Book Reviewer Wanted
The Friday Book Club is looking for a review to report on a recently published book that they’ve read or give a short synopsis of 5-6 books that will be hitting the stores in the near future. The club meets from 1-2 pm on the first Friday of each month (October – May). Dessert and coffee/tea are served. The reviewer comes once during the season, and each reviewer is paid for their time.
Observation/Shadow
Derek Stearns is a Gifted Facilitator with Goddard Public schools who is looking to set up a short or long-term observation/shadowship for a gifted student looking to pursue a career in publishing. Please contact Derek via email at dstearns@goddardusd.com or via phone at 316-794-4100 (ext 52152).
2024 KWA Anthology
Guidelines:
- Must be a member of KWA.
- No pornographic material (try to make it suitable for ages 10 to 90).
- Must be an unpublished work which you own the rights to (you will retain the rights to
your work even after publication). - Use only the name you wish to have listed as the author.
- Short stories shall be limited to 1 per author and can be no longer than 7,000 words.
Poetry shall be limited to 5 per author and can be no longer than 50 lines per poem. Also
remember that the book is 6 x 9 inches and if you write a line that has fifty words, it will
get split up on the page. So think about how you want your poetry to look – might even
use page set up at 5 1/2 by 8 1/2 when you write it. - Submission rules: Please make sure that it is single spaced, 12 pt. Times New Roman,
paragraph indention 2 spaces. Full justification. If you wish to leave a space between
paragraphs, then please center space with ***. If possible Word works best. (Because
there are so many different writing programs some of them seem to take on their own life
when they are e-mailed. Such as a space between every paragraph, which I then must
determine was it on purpose or not, usually not. This is why the *** helps to know that is
how the author wants it. And some works have an indention of 7 or 8 spaces, which does
not look good in book form.) - E-mail as an attachment (this is very important – will not accept it any other way) to:
Attn – Sonny Collins - Deadline is August 30, 2024 – no exceptions.
Send submission to: prairiemoonpublications@hotmail.com
2025 CALL FOR PAPERS – 52nd Annual Louisville Conference on Literature & Culture
FEB 17-18 – Virtual / FEB 20-22 – In-Person
Featuring Keynote Speakers – Rachel Kushner, Ben Lerner, Jahan Ramazani, and Georgie Medina Marcano
The Louisville Conference on Literature & Culture welcomes critical papers and full panel discussions about literature from the 20th and 21st centuries and its connections to other art forms and academic fields. The conference also welcomes creative submissions, such as literary compositions, videos, or hybrid genres. Additionally, critical-creative submissions exploring poetics, crafts, or writing practices are welcomed.

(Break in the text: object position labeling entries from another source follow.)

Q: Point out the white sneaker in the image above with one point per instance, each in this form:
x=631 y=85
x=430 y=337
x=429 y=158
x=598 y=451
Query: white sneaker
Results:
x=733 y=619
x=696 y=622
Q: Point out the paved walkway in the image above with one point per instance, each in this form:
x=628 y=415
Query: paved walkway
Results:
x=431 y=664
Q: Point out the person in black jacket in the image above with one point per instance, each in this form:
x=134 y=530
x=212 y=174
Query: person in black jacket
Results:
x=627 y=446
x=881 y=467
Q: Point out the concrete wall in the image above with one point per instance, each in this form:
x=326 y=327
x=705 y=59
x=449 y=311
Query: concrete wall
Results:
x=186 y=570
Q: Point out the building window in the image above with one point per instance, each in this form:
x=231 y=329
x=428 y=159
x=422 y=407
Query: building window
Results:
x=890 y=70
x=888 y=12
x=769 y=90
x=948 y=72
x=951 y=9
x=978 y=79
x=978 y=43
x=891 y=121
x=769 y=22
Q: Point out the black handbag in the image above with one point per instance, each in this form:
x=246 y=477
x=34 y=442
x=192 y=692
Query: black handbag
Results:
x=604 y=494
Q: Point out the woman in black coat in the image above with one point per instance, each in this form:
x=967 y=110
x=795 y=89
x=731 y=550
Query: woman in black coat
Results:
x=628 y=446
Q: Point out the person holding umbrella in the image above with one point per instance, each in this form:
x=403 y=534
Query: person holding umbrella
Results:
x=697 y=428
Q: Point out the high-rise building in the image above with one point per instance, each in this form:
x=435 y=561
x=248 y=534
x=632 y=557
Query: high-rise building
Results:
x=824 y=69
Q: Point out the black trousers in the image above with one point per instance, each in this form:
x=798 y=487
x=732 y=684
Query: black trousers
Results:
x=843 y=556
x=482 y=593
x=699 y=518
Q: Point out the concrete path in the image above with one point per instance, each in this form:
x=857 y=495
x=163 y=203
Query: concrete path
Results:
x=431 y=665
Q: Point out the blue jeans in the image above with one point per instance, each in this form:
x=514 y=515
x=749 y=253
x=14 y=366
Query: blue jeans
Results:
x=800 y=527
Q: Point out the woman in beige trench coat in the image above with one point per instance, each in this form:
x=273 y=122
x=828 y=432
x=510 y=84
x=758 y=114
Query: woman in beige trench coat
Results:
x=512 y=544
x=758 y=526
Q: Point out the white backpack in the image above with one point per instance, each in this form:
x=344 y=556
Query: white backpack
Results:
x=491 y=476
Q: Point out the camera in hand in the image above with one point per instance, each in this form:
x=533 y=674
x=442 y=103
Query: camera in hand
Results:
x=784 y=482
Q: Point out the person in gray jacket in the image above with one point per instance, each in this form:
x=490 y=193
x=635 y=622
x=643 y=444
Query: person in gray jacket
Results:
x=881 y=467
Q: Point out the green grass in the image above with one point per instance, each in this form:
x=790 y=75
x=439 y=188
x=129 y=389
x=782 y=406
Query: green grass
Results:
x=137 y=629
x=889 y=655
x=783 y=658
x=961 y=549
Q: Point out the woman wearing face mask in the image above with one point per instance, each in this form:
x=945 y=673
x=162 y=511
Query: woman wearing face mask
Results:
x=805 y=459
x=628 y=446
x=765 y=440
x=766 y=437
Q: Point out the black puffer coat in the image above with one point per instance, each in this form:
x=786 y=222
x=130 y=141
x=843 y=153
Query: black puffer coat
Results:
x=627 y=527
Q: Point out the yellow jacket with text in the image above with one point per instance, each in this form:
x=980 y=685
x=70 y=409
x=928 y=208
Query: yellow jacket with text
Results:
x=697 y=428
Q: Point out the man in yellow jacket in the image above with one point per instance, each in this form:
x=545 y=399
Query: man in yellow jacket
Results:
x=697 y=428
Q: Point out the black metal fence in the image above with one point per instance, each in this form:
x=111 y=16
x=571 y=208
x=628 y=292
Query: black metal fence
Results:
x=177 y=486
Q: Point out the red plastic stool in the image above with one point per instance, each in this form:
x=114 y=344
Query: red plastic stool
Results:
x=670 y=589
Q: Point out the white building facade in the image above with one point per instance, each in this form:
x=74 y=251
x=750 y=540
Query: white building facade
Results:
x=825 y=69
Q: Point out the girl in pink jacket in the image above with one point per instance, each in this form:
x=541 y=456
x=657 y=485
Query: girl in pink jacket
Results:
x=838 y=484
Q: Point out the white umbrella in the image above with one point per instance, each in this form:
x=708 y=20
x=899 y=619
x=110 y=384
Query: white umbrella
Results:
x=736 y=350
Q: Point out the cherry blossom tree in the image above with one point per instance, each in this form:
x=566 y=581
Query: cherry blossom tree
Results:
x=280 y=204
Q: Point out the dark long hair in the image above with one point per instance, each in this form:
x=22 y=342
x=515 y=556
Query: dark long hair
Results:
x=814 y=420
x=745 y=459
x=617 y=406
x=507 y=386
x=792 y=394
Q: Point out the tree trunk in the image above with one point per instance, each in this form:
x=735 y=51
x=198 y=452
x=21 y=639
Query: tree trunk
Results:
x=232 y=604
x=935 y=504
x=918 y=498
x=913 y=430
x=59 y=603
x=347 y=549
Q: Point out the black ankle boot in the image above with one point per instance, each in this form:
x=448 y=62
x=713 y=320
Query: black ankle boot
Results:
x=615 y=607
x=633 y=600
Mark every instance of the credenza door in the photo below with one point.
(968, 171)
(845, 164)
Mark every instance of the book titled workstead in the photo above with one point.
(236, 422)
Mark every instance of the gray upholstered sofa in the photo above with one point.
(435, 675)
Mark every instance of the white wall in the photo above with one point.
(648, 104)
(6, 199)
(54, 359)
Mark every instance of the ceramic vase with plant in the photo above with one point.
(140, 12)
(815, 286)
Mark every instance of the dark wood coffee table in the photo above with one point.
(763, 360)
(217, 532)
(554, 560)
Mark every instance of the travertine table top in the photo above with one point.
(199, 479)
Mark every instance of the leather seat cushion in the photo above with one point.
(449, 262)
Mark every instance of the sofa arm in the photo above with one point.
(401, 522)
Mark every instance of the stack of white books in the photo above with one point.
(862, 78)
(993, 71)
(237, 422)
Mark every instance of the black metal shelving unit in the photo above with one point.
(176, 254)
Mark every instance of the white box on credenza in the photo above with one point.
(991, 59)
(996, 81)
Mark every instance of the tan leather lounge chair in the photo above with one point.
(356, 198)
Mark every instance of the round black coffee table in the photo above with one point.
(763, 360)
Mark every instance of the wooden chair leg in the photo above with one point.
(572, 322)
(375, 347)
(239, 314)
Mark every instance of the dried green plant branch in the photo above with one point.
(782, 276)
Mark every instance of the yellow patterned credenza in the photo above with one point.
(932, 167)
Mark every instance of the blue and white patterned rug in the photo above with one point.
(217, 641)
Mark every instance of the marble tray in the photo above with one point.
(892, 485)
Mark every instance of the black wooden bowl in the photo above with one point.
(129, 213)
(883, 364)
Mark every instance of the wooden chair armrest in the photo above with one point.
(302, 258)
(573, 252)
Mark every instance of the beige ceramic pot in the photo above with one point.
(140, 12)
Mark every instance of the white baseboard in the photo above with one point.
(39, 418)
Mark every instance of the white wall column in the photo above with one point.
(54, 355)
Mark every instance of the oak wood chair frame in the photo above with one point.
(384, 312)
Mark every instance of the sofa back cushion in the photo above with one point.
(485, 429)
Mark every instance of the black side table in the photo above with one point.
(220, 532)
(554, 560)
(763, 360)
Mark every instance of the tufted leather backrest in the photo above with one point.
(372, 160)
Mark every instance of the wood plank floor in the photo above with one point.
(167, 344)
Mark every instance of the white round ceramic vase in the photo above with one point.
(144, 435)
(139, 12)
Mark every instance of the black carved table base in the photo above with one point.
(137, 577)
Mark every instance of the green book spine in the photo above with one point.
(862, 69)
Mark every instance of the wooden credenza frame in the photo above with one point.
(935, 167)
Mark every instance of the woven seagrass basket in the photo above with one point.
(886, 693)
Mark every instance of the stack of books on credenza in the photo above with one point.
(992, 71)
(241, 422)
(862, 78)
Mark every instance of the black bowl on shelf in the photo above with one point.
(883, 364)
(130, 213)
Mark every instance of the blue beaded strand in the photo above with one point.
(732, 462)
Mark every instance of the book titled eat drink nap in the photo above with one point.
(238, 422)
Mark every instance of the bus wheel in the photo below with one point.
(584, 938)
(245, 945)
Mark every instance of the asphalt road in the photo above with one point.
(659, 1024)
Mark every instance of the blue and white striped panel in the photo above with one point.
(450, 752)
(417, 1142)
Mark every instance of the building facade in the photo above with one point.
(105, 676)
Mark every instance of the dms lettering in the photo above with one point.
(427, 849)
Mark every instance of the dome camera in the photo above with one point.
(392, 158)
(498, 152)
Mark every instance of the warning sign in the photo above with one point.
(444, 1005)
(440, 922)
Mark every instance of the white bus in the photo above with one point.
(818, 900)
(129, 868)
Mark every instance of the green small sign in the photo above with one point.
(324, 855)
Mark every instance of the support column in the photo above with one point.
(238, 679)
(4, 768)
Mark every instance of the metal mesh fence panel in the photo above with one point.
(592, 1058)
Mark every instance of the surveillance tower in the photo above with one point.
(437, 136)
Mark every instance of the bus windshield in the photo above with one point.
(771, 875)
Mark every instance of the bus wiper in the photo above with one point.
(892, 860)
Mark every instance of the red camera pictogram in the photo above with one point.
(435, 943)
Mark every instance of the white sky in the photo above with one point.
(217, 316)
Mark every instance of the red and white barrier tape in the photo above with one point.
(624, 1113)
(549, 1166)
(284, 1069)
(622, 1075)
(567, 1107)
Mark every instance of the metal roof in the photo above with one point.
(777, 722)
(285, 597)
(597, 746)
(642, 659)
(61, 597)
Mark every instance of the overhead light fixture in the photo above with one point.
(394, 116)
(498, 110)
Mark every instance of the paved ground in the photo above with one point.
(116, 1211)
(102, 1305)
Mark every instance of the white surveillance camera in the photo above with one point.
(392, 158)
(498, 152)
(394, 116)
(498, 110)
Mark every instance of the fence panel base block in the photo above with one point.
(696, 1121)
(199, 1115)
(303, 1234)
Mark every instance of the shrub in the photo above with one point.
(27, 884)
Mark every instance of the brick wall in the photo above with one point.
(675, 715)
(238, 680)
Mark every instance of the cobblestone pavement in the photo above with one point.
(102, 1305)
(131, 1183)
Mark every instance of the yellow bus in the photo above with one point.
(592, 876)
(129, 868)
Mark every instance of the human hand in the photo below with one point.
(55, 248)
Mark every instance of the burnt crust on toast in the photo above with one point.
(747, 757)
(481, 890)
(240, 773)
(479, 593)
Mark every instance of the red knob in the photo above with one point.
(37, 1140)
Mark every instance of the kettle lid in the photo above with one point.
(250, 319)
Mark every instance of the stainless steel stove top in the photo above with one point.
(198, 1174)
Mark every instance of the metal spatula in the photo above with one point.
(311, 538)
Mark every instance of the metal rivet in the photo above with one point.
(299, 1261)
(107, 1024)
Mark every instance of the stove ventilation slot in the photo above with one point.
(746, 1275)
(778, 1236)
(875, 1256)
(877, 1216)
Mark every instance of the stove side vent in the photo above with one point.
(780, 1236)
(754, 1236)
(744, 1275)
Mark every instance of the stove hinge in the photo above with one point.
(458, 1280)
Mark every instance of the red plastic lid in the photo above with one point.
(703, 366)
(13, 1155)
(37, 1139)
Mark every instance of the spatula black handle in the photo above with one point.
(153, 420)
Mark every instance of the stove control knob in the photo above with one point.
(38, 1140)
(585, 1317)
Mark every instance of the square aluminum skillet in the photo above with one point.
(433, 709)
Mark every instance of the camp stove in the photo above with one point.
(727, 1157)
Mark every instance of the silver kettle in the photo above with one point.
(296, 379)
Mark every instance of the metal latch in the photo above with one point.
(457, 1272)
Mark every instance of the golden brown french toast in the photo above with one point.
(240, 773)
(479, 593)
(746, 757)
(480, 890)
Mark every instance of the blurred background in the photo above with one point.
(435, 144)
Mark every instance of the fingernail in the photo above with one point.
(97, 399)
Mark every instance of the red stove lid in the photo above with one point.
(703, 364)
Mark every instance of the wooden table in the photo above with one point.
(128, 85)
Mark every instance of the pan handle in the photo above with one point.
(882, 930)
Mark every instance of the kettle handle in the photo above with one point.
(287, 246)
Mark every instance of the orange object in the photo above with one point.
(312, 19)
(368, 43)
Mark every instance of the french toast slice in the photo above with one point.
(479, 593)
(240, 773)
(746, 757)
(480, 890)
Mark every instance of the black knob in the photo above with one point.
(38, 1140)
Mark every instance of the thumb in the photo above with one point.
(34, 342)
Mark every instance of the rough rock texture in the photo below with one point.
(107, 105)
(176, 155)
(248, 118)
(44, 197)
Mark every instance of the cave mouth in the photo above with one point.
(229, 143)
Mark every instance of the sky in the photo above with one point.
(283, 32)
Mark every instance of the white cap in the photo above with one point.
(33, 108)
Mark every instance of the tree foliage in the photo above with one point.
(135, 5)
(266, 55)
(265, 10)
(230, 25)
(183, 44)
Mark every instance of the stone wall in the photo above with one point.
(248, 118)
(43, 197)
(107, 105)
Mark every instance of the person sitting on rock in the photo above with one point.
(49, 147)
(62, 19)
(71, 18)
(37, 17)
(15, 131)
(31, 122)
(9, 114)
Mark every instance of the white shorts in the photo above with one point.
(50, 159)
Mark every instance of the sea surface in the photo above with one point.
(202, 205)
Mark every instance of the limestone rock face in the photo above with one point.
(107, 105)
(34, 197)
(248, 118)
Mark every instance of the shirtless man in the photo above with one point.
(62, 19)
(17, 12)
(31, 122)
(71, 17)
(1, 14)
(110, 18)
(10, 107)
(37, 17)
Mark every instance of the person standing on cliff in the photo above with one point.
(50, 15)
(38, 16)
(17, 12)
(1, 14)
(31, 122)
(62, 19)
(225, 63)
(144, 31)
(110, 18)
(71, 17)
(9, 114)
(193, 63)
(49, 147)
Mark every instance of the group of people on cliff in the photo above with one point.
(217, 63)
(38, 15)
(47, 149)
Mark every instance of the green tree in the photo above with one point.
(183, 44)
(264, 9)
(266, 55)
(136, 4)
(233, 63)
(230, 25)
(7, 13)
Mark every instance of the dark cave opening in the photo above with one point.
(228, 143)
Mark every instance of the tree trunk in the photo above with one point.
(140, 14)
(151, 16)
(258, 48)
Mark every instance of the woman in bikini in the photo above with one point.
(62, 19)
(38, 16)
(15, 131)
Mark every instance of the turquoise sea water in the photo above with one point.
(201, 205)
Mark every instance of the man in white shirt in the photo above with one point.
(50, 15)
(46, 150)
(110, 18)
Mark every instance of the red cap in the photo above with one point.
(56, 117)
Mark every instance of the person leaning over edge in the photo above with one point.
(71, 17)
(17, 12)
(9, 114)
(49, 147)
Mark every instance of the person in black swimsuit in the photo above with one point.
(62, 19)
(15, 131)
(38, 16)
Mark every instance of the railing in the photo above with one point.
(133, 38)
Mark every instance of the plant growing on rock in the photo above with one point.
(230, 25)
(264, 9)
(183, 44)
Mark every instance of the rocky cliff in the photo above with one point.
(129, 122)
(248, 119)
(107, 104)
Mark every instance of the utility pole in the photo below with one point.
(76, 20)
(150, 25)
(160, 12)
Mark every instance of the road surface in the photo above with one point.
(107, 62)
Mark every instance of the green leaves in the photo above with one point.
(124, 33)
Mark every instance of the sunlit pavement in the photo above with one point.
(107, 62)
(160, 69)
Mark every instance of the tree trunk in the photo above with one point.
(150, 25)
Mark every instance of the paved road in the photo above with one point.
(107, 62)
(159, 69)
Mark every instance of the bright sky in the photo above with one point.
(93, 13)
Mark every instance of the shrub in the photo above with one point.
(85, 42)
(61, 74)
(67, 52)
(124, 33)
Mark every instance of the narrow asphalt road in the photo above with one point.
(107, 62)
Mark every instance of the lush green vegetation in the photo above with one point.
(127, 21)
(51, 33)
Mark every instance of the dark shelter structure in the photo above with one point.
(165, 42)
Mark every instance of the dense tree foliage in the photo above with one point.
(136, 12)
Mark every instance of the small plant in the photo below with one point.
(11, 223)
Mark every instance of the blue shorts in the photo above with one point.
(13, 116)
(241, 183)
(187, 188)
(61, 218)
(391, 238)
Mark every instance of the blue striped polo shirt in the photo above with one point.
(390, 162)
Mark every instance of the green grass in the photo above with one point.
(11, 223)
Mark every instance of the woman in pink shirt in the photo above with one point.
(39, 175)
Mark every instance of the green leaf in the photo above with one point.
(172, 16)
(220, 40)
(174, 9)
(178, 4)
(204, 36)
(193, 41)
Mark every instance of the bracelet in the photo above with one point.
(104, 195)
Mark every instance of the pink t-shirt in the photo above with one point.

Confirmed LCLC52 events include The Hero Project of the Century: Tyrone Williams As iZ (Aldon Nielsen, organizer) and The Function of Music in Poetry (Adeena Karasick and Mark Scroggins, organizers). And so much more to come!
VENDORS and EXHIBITORS are welcome. Contact Emily Ravenscraft, Conference Coordinator at lclc@louisville.edu to learn how you can be a part of LCLC52.
Submissions are accepted in English, Spanish, Portuguese, French, German, Hebrew, and Italian. Panels involving global literature and culture in other languages are encouraged. We also encourage proposals that bring together people from different universities or organizations, with varying levels of experience in academia, and from various fields of study. Recent society participants include the African American Literature & Culture Society, Charles Olson Society, E.E. Cummings Society, International Harold Pinter Society, International Lawrence Durrell Society, International Virginia Woolf Society, Iris Murdoch Society, T.S. Eliot Society, among others.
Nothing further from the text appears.